Quels conseils donnerais-tu à des intervenants sociaux qui souhaitent utiliser le jeu dans leur pratique ou qui voudraient créer des petits jeux ?

Le truc principal, comme je l’ai dit, c’est le plaisir du jeu. En général, il est plus facile de commencer par faire des modifications d’un jeu existant ou alors de faire des jeux très simples. Un jeu simple est plus facile à tester. Parfois, il faut jouer des centaines de parties avant d’avoir un bon résultat… Alors si chaque partie dure trois heures, c’est un peu compliqué.

Dans le cadre d’une pratique professionnelle, il y a en général un public particulier auquel il faut s’adapter. Qu’est-ce qu’il aime, qu’est-ce qu’il n’aime pas… Si ce sont des gens qui ne jouent pas beaucoup, il faudra quelque chose de très simple et qui donne envie.

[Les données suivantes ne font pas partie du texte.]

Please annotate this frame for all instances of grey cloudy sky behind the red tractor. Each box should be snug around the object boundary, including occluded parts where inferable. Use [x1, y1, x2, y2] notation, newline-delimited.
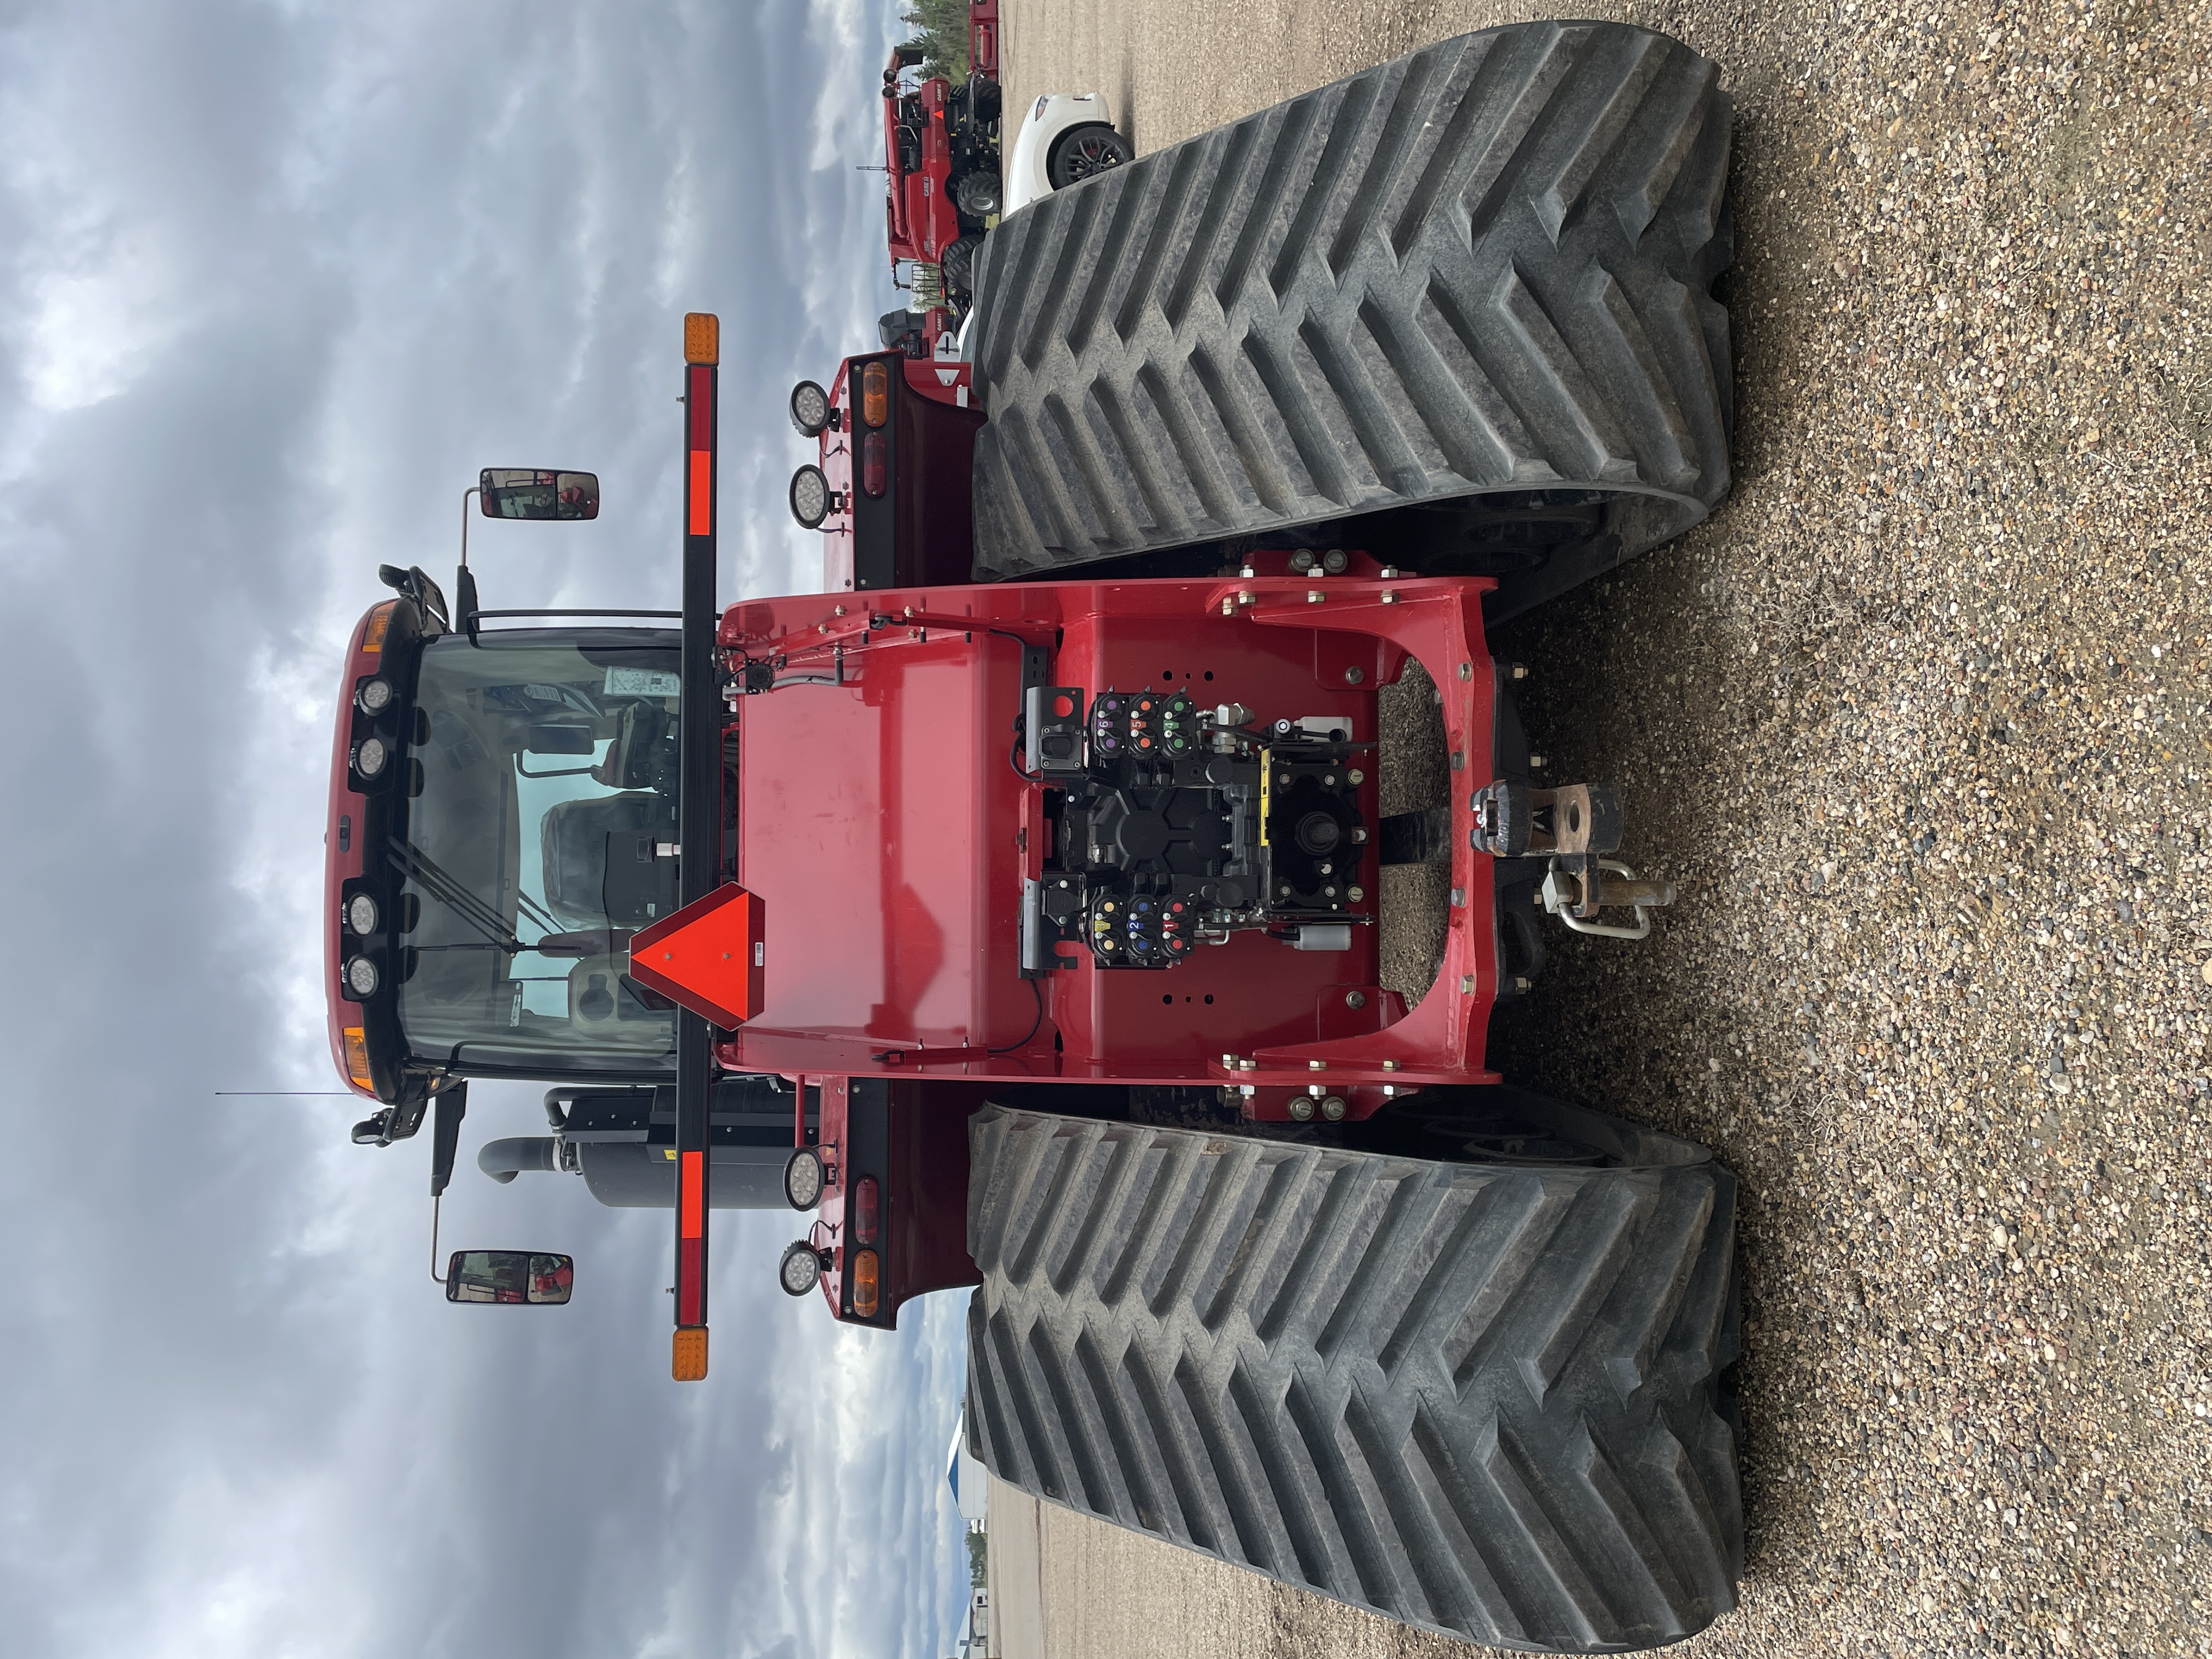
[0, 0, 964, 1659]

Il faut aussi garder à l’esprit que le jeu est une activité libre à la base. Si on est forcé de jouer, ce n’est plus du jeu. Il faut se méfier des jeux pédagogiques qui deviennent des obligations. La balise doit vraiment rester le plaisir, et on en sort facilement, il faut y faire attention. On peut trouver des bons mécanismes, des trucs qui ont l’air élégant mais qu’il faudra finalement abandonner. Il faut toujours avoir en tête: « Tiens, qu’est-ce qui est le plus chouette à jouer? » Et ça peut varier en fonction du type de jeu. Ça pourrait être ce qui fait le plus rire ou ce qui donne le plus de challenge.